NaN occurred in optimization at first Iteration with ADVI

I am getting NaN while doing optimization with ADVI.

with pm.Model() as irt_model:
    loc = pm.Normal('loc', mu=0., sd=1.,shape=N_QUESTIONS)
    scale = pm.TruncatedNormal('scale', mu=1. , sd=0.1, lower=0. ,shape=N_QUESTIONS)
    guessing = pm.Beta('guessing', alpha=1., beta=5.,shape=N_QUESTIONS)
    d1 = pm.Normal('d1', mu=0. , sd=100. , shape = N_PERSONS)
    eps = pm.Normal('eps', mu=0. , sd=1. , shape = N_PERSONS)
    theta = pm.Deterministic('theta', tt.dot( d1 , PERSON_AGE_INDEX["age"]) + eps)
    
    eta = scale[QUESTION_INDEX] * (theta[PERSON_INDEX] - loc[QUESTION_INDEX]) 
    p = pm.Deterministic('p', guessing[QUESTION_INDEX] + (1 - guessing[QUESTION_INDEX]) * pm.math.sigmoid(eta))

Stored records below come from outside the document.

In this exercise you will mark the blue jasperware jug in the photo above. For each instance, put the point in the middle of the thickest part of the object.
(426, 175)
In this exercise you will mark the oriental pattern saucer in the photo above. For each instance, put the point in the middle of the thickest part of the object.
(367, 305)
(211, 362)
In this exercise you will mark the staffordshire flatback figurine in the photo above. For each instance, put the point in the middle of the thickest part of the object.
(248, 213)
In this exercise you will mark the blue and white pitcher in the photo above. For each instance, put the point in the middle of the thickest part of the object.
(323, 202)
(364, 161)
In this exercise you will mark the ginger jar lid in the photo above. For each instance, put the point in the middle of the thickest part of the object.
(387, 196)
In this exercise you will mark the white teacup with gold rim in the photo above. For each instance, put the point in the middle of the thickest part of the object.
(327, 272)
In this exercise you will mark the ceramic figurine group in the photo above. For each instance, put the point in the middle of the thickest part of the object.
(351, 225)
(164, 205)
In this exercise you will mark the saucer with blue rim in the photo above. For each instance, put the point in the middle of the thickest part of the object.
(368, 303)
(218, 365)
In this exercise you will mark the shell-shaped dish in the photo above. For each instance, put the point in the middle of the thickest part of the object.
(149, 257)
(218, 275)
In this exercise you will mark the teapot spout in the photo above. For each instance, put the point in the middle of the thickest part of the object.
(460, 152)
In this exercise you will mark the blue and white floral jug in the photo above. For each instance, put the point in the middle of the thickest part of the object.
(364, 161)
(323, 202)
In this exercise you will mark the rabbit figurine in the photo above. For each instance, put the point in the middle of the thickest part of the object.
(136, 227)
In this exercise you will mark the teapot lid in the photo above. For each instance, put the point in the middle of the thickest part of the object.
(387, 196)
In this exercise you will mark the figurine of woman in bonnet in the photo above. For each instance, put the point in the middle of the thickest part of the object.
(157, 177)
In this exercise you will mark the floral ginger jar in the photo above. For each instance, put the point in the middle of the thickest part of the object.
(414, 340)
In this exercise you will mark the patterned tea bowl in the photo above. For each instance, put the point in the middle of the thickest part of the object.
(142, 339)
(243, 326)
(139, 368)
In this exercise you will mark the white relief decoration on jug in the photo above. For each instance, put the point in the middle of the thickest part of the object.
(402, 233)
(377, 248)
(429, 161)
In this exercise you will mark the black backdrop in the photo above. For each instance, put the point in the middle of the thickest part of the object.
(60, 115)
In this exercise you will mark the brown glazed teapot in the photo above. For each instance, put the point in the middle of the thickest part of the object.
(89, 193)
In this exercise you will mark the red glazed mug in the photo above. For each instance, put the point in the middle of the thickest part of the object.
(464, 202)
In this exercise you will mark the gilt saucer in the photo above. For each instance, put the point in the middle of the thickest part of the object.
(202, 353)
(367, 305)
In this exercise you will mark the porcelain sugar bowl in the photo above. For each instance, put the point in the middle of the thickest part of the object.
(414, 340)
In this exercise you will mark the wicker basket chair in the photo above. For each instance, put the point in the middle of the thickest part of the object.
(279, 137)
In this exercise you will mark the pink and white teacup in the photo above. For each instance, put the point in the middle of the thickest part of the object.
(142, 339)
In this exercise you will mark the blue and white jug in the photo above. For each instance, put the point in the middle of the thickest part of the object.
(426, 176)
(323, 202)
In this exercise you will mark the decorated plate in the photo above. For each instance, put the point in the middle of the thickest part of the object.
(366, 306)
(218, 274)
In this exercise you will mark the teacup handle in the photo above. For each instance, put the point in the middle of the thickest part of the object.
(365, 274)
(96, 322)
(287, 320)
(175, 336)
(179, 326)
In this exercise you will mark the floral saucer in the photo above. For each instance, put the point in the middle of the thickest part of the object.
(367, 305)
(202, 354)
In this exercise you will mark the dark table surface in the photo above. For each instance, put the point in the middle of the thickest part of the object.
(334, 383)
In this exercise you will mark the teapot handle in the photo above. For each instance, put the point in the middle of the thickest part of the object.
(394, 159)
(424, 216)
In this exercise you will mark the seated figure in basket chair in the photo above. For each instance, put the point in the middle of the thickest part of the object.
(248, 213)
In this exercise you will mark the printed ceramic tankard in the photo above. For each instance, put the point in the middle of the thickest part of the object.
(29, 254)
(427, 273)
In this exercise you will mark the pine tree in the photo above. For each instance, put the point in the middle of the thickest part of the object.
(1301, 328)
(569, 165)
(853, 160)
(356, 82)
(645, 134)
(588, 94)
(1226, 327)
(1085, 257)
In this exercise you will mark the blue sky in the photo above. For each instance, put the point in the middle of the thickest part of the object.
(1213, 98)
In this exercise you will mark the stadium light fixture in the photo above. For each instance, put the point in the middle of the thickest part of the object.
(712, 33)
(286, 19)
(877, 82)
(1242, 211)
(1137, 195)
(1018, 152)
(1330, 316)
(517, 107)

    y = pm.Bernoulli('y', p=p, observed=Y_OBS,shape=(N_PERSONS * N_QUESTIONS))

with irt_model:
    inference = pm.ADVI()
    mean_field = inference.fit(
      2500, 
        obj_optimizer = pm.adamax(learning_rate=0.1)
    )    
    advi_trace = mean_field.sample(1000)

irt_model.check_test_point()
loc -77.19
scale_lowerbound__ 116.23
guessing_logodds__ -91.89
d1 -30935.01
eps -5146.06
y -6222.86
Name: Log-probability of test_point, dtype: float64

I get error in:
----> 5 obj_optimizer = pm.adamax(learning_rate=0.1)
raise FloatingPointError(ā€™\nā€™.join(errmsg))

I appreciate if someone can help me to resolve this issue.

Model is working for MCMC. But not VI.

Could you try lower the initial learning rate?

I tried lower initial learning rates from 0.1 to 0.0001 or 2e-4. But same error. From your previous posts I tried:
mu = inference.approx.params[0]
rho = inference.approx.params[1]
mu.eval() Resulted in: array([nan, nan, nan, ā€¦, nan, nan, nan])
Setting mu and rho to zeros and again running samples results in same NaN errors.
mu.set_value(np.zeros(mu.eval().shape))
rho.set_value(np.zeros(rho.eval().shape))

The model looks fine to me - maybe try changing the TruncatedNormal to HalfNormal?